I leaned low in his direction. I recognized him immediately. He was that honourable literary chap, Hairy-fat-prick.
‘Off about your business,’ he drawled. ‘Or I’ll know the reason why.’
I stared the fellow eye to eye and then I head-butted him straight in the face. Well, it had been a long and trying day.
Old Hairy fell back in a crumpled heap and I smiled over t
o Ma’ll-yell.
‘Fainted,’ I said. ‘Too much brown ale. You know what he’s like.’
I shuffled off some more.
And then, do you know what, out of the blue it just hit me. I suddenly paused and thought, What am I doing here? I mean, what am I doing here?

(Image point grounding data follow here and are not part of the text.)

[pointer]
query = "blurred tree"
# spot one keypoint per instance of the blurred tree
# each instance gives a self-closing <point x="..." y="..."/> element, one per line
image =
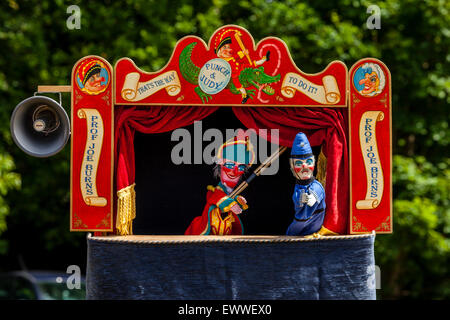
<point x="37" y="47"/>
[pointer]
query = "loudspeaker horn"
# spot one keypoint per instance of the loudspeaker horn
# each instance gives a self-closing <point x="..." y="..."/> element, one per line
<point x="40" y="126"/>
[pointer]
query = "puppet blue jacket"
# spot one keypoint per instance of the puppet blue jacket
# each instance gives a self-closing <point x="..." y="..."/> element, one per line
<point x="307" y="219"/>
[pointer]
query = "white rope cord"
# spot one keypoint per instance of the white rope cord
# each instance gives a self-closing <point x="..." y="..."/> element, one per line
<point x="222" y="239"/>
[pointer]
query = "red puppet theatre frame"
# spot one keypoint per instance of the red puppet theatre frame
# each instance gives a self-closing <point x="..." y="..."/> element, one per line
<point x="347" y="113"/>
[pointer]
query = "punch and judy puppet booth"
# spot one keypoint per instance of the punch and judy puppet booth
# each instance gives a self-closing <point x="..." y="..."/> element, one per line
<point x="344" y="115"/>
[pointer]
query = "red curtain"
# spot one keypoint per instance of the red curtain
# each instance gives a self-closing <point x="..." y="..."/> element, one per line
<point x="323" y="126"/>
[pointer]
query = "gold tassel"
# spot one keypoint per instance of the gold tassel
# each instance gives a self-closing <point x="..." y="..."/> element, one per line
<point x="322" y="169"/>
<point x="126" y="210"/>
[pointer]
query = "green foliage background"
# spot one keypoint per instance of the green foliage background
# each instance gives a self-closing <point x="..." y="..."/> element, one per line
<point x="36" y="47"/>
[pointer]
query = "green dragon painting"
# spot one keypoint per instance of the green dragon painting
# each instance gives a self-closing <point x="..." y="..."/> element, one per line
<point x="249" y="77"/>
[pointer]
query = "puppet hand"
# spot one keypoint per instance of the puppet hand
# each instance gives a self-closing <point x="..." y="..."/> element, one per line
<point x="241" y="200"/>
<point x="310" y="200"/>
<point x="236" y="209"/>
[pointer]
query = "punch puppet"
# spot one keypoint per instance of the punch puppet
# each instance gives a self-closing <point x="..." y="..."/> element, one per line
<point x="221" y="213"/>
<point x="309" y="194"/>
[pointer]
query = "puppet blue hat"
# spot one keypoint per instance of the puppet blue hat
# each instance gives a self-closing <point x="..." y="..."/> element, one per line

I thought, bloody Hell, I know what I’m doing here
I’m shuffling!
Shuffling. I hadn’t shuffled for years. But here I was doing it now. I was shuffling about amongst all these rich folk. These really really famous folk. A complete stranger. Someone who didn’t belong here at all.
I was a shuffler, me. Always had been, always would be. All the wealth I’d been left by the Doveston couldn’t change what was really inside. I was just a shuffler. I was shuffling in the way that long ago the Doveston had shuffled. The way that the Principal Boy in the play had shuffled. It was the very same shuffle.
The very same shuffle.
And then, of course it hit me. I realized exactly what the professor’s play meant.
It was the life of the Doveston. The whole bit. Birth, life and death. As in ‘Om’. Brahma, Vishnu and Siva. And how had the play ended? With the downfall of the palace and the Evil Prince. And how had the professor concluded the entire performance?
With a big aaah-choo!
And what was it Danbury Collins had said?
Assemble all the members of the Secret Government in one big room and then blow the lot of them to kingdom come.
With dynamite, perhaps?
The Big Aaah-Choo!
‘Oh shit!’ I went. ‘Oh shit! Oh shit! Oh shit!’
‘You have me fair and square,’ said a voice. An Irish voice as it happened. A fellow stood up, a fellow in a frock. A fellow wearing green lipstick and brandishing a blow-pipe. ‘O’Shit’s the name,’ he said. ‘Cross-dressing Secret Government hit man. How did I give myself away? Should I have shaved off me beard?’
‘Forget it,’ I told him. ‘Don’t you realize what’s going to happen?’